Quand est-il de l’argument selon lequel l’Europe n’a pas les moyens financiers de gérer ces populations ?

Il n’est pas démontré. Cela sert surtout à appuyer des politiques restrictives. Beaucoup d’études, notamment celle de l’OCDE, montrent un apport économique non négligeable des migrants sur le long terme. C’est un facteur de développement et de croissance. Mais nous sommes tellement dans un contexte de fermeture, que tout débordement apparaît comme un cataclysme. Or, plus on s’enferme dans sa forteresse, plus on accentue le différentiel de niveau de vie entre les peuples, et plus les migrations augmentent.

Lorsqu’une mesure est appliquée en faveur des migrants, on parle de “faire le jeu du Front National”. C’est tout le contraire. C’est avec des politiques d’hostilité qu’on joue le jeu du FN. Ce parti se nourrit des échecs des hommes et des femmes politiques. Ceux-là même qui prétendent prendre en compte un problème alors qu’ils ne gèrent rien.

Comment expliquez-vous le succès du discours négatif à l’encontre des migrants les renvoyant à une logique d’assistés, de profiteurs, voire de menace ?

On flatte un instinct naturel chez certaines personnes. On attise la peur sur des gens qui ne sont “pas comme nous”. Le rôle du politique serait au contraire de ne pas flatter ces bas instincts lorsqu’ils sont néfastes. Pendant le court épisode d’accueil des réfugiés en Allemagne, on a vu des réactions d’empathie qui allaient dans le sens de l’accueil des populations. Cela montre que l’opinion publique est tout aussi sensible à ce discours. Les responsables politiques ont une grosse responsabilité dans le choix d’une position hostile. On ne peut pas faire croire qu’il est judicieux de s’enfermer dans son pré-carré de richesse à l’heure où les individus sont de plus en plus en mouvement.

Sur quel modèle la France peut-elle s’inspirer pour trouver des solutions au problème qu’elle affronte ?

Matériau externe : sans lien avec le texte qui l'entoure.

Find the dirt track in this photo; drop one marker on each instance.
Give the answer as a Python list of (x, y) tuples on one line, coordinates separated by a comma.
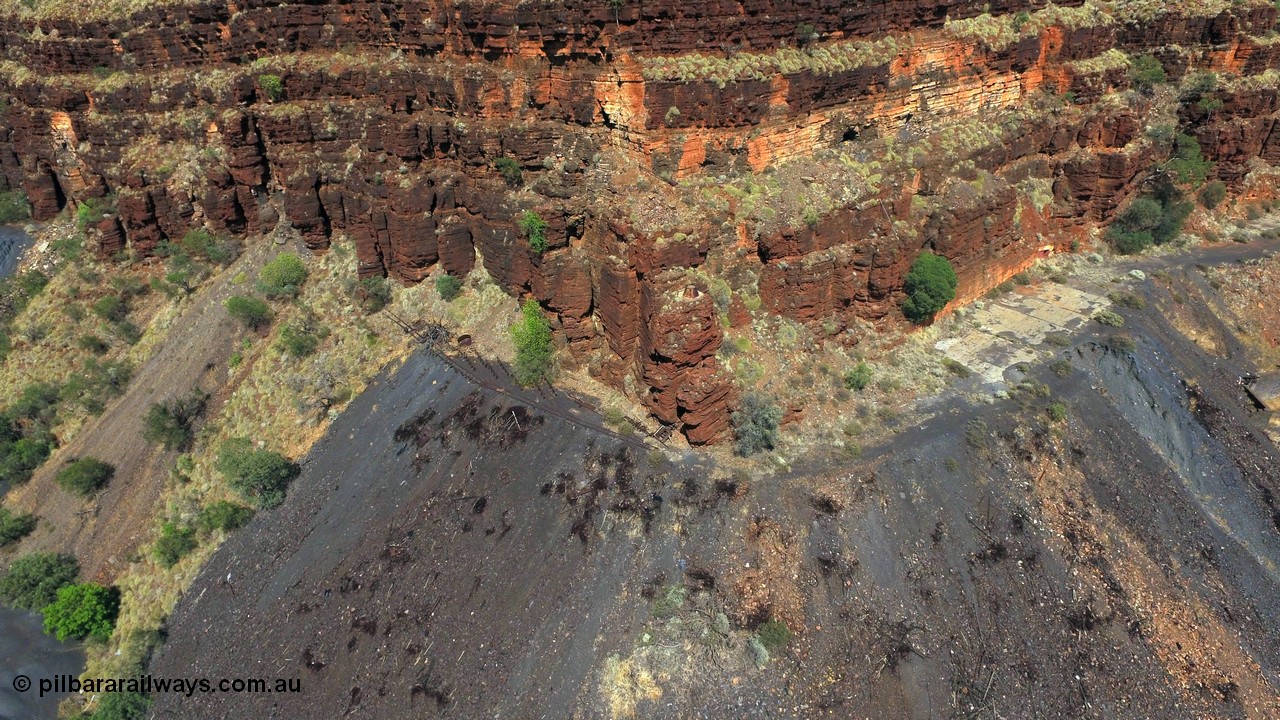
[(448, 552), (104, 532)]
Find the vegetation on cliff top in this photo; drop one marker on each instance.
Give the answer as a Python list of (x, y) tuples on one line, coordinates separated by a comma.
[(999, 32), (827, 59)]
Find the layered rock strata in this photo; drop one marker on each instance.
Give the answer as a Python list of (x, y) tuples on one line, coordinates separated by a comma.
[(666, 146)]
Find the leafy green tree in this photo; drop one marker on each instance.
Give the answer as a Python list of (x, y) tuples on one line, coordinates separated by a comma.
[(86, 475), (755, 424), (257, 474), (174, 543), (82, 611), (1188, 163), (448, 286), (283, 276), (1146, 72), (92, 343), (298, 341), (374, 294), (94, 209), (534, 349), (172, 423), (19, 458), (33, 580), (251, 311), (112, 308), (534, 228), (223, 515), (931, 283), (13, 528)]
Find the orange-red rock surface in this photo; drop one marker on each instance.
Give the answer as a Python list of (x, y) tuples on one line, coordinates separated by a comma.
[(393, 114)]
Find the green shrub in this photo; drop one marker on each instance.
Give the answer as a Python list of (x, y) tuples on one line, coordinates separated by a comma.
[(534, 349), (534, 228), (13, 206), (283, 276), (110, 308), (1152, 219), (26, 440), (272, 85), (859, 377), (208, 246), (1129, 242), (297, 341), (223, 515), (510, 171), (1142, 214), (174, 543), (1188, 163), (92, 343), (86, 477), (448, 286), (257, 474), (931, 283), (33, 580), (82, 611), (251, 311), (19, 458), (96, 382), (94, 209), (1146, 72), (755, 424), (13, 528), (773, 634), (374, 294), (122, 706), (1212, 195), (172, 423)]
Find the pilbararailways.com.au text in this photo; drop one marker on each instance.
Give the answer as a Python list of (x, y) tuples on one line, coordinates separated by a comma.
[(149, 684)]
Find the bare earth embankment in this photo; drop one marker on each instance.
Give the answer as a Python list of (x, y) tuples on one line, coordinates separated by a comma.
[(448, 552)]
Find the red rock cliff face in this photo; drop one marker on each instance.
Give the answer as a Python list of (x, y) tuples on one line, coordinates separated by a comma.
[(392, 117)]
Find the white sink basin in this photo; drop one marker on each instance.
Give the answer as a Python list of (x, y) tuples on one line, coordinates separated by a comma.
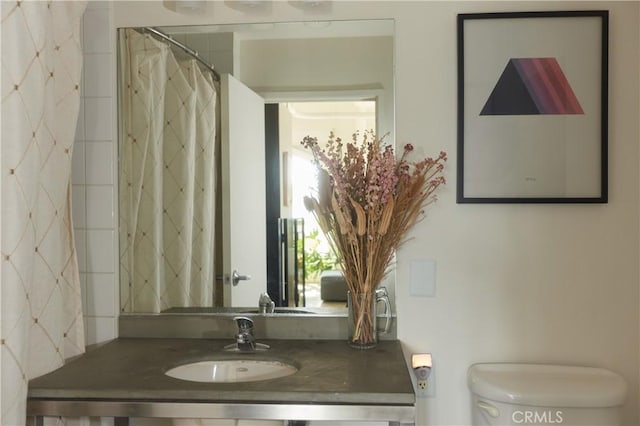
[(225, 371)]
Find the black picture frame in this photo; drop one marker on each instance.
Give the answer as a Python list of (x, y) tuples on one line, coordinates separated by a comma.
[(533, 107)]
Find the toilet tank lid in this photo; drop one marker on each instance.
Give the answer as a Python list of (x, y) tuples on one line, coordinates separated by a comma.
[(547, 385)]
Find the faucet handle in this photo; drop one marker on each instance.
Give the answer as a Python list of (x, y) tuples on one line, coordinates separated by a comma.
[(244, 323)]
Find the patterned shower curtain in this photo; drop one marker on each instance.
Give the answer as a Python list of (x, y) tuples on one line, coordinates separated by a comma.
[(41, 311), (167, 169)]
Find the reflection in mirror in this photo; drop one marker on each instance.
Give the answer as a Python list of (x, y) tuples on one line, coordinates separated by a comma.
[(208, 187)]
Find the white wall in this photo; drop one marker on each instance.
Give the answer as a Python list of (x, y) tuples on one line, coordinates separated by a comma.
[(542, 283), (93, 177)]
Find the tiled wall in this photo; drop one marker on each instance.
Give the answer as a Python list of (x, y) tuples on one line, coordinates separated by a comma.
[(93, 177)]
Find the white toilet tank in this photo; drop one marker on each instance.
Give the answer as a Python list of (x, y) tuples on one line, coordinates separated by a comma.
[(535, 394)]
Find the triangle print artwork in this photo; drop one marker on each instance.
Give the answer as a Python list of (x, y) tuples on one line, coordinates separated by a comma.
[(532, 86)]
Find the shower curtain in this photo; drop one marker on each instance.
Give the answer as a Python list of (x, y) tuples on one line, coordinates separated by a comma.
[(40, 303), (167, 171)]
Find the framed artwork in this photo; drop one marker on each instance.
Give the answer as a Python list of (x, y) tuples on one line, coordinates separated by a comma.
[(532, 107)]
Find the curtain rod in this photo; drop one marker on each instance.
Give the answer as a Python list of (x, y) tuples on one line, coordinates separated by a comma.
[(188, 50)]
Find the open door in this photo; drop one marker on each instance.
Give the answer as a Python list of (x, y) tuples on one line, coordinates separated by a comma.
[(243, 193)]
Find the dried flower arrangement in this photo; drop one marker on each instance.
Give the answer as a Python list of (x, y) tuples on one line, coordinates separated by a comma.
[(366, 203)]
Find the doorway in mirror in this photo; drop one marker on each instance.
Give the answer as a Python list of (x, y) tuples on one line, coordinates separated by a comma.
[(305, 262)]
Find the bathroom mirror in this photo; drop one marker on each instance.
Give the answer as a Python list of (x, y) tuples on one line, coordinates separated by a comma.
[(312, 77)]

La France a une histoire suffisamment longue en la matière pour créer son propre modèle. Mais il faudrait qu’elle affronte ses propres difficultés. On a largement de quoi donner l’impulsion pour inverser l’attitude européenne. Les crises sont à nos portes, sachons les résoudre autrement. On aimerait bien pouvoir réhabiliter le symbole de “La France terre d’accueil”. Quelques signaux suffiraient. En définitive, le meilleur exemple sur lequel la France pourrait s’inspirer, c’est elle-même.